What makes Boston special?
To set a basis for comparison and frame the discussion, I examined examples of three similar new developments in Amsterdam (Westerdok), Seattle (South Lake Union) and San Francisco (Mission Bay) to compare with Boston (Seaport Innovation / Fort Point Channel).
All four mixed use areas are similar in size and began a redevelopment / rezoning process within the last 10 years; all are reclaimed land that was formerly rail yards or warehouses; and all are close proximity to the urban core and regional transit hub.
There are both tangible and intangible choices in where to live – and how to plan it. Intangible factors include family bonds, social networks, social status, personal advantage and personal desire. The tangible aspects include commuting options, affordable and appropriate housing stock, private and public open space and the proximity of “life-support” components (schools, places of worship, groceries or markets and entertainment). Depending on individual desire, these factors weigh more or less in each neighborhood.
Each of the four developments had a varied approach to design and planning components.
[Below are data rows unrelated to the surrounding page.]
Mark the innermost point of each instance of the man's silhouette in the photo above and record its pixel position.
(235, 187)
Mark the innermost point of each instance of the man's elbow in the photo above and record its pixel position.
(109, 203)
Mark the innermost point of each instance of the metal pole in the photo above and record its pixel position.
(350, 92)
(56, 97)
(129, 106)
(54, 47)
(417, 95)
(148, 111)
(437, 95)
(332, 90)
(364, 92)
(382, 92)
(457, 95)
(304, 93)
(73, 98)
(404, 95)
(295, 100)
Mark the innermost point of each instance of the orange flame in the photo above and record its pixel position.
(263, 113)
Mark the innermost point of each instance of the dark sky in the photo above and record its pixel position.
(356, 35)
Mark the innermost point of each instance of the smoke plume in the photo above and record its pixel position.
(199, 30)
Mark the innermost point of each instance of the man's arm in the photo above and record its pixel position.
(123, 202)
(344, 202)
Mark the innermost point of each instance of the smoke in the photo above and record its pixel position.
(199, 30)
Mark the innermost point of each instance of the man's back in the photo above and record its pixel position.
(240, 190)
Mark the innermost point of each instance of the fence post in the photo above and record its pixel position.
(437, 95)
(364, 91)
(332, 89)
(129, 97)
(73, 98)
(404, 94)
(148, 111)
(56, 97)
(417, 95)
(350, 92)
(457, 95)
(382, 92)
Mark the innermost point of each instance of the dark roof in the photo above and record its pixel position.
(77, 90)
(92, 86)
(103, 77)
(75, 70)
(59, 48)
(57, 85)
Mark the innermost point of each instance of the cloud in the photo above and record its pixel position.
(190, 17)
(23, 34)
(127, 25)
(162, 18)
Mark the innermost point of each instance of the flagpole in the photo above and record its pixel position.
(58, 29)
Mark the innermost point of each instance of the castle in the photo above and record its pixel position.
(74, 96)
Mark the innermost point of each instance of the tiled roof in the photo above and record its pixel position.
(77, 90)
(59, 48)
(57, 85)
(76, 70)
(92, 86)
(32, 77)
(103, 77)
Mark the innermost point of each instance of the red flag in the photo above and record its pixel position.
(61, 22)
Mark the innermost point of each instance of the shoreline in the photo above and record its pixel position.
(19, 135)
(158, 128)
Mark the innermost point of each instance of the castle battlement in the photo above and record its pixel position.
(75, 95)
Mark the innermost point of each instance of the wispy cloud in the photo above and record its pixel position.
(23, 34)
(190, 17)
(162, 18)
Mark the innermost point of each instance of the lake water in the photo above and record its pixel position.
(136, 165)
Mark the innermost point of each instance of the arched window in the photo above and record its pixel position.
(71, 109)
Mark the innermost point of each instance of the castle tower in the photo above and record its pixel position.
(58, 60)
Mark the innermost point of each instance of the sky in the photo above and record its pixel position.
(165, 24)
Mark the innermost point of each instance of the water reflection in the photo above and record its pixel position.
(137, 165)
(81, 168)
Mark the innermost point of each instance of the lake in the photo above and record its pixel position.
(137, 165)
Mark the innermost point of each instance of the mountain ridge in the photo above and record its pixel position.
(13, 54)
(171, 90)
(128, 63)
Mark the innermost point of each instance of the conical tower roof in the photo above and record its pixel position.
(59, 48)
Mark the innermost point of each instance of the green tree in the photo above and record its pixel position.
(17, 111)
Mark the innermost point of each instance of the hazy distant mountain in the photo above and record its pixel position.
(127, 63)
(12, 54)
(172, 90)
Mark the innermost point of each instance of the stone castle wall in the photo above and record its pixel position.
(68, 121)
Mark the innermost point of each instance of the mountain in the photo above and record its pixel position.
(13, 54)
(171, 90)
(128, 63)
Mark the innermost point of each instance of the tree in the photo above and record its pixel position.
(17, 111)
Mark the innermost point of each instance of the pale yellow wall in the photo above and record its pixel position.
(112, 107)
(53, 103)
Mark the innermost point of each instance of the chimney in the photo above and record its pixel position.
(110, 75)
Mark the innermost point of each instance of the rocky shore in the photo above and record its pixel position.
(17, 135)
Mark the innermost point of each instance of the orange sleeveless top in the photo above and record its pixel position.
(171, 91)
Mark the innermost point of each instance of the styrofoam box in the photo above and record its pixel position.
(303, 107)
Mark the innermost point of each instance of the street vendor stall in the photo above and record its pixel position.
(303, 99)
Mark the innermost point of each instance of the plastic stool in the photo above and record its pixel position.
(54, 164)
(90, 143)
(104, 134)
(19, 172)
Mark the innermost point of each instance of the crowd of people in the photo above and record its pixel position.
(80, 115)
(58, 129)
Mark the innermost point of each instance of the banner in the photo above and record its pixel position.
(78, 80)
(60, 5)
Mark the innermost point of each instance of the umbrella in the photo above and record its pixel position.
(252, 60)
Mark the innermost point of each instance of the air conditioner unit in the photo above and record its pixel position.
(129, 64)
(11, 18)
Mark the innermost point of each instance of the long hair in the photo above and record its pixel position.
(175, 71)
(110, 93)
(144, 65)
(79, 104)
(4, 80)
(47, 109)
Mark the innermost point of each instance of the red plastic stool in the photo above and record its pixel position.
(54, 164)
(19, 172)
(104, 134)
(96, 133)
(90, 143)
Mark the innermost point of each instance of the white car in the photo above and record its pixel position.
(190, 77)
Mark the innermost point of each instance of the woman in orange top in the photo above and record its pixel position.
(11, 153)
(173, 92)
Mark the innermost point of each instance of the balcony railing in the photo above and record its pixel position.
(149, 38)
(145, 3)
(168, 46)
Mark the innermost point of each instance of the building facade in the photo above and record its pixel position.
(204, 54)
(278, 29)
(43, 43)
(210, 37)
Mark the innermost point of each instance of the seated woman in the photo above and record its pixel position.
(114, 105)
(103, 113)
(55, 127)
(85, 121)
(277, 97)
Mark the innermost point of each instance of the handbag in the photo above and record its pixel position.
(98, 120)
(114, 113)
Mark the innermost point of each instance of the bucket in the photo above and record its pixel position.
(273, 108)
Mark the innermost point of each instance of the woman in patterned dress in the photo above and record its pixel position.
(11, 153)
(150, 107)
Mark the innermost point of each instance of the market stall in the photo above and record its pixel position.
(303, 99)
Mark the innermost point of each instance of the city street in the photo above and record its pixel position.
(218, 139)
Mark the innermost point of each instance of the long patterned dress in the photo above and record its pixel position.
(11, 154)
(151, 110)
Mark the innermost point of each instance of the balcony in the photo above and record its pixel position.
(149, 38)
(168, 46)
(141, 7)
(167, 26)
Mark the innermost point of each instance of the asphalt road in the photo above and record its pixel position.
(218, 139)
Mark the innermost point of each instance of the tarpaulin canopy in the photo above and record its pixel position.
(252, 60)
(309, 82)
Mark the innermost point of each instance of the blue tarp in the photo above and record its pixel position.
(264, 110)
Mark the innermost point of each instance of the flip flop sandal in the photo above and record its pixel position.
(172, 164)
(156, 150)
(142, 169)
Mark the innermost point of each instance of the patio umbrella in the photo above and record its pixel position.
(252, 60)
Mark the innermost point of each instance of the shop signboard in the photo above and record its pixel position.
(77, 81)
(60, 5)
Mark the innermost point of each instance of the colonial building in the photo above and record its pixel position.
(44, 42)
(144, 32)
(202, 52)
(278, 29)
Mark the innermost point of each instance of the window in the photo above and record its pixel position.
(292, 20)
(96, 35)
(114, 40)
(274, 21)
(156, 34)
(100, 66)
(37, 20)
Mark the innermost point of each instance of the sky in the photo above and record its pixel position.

From transit access, public open space, private open space and type of building and unit mix, it became clear that there is a lot that makes cities unique. Some components such as a major institution (UCSF in Mission Bay) or private enterprise campus (Amazon in South Lake Union) have positive impacts that Boston’s Seaport development lacks. The length and mode of commute (and the after work commutes to school, events or groceries) is also very, very important.
A garden for everyone
Planning and zoning code requirements for private (or semi-private) outdoor space are important. Where it is required, the architectural character – and desirability – of neighborhoods appears to increase. When left to individual developers, private balconies or gardens are often eliminated. It was clear that everyone wants a little piece of the outdoors to call their own.
3 is the magic number
I also asked the question of whether family friendly neighborhoods are more vibrant? In most cases, but not all, new developments seem to focus on several small units. These range for the new “micro-unit” trend to a preponderance of studio or one / two bedrooms apartments. The lack of three or more bedroom flats / apartments limit the ability for families to choose these new neighborhoods. It also deters development of school systems there, too. The ultimate result forces families to the suburbs and pushes new developments to the trendy fringe: yuppies, hipsters or retirees.
Where would you live?
In the end, we talked a lot about how architects can influence new urban development and whether architects should live in cities. Perhaps my 700 square foot condominium and bicycle commute from Boston’s South End skewed my view, but I think that we should live in cities and that we can help make them better places to live and work.
For Bostonians, the upcoming mayoral election offers the opportunity to support candidates who value good planning and urban design. For others, leading by example seems the best course: participation in your local planning boards and design review process, advocating for good design and using your skills to help make wherever you live a better and more vibrant place.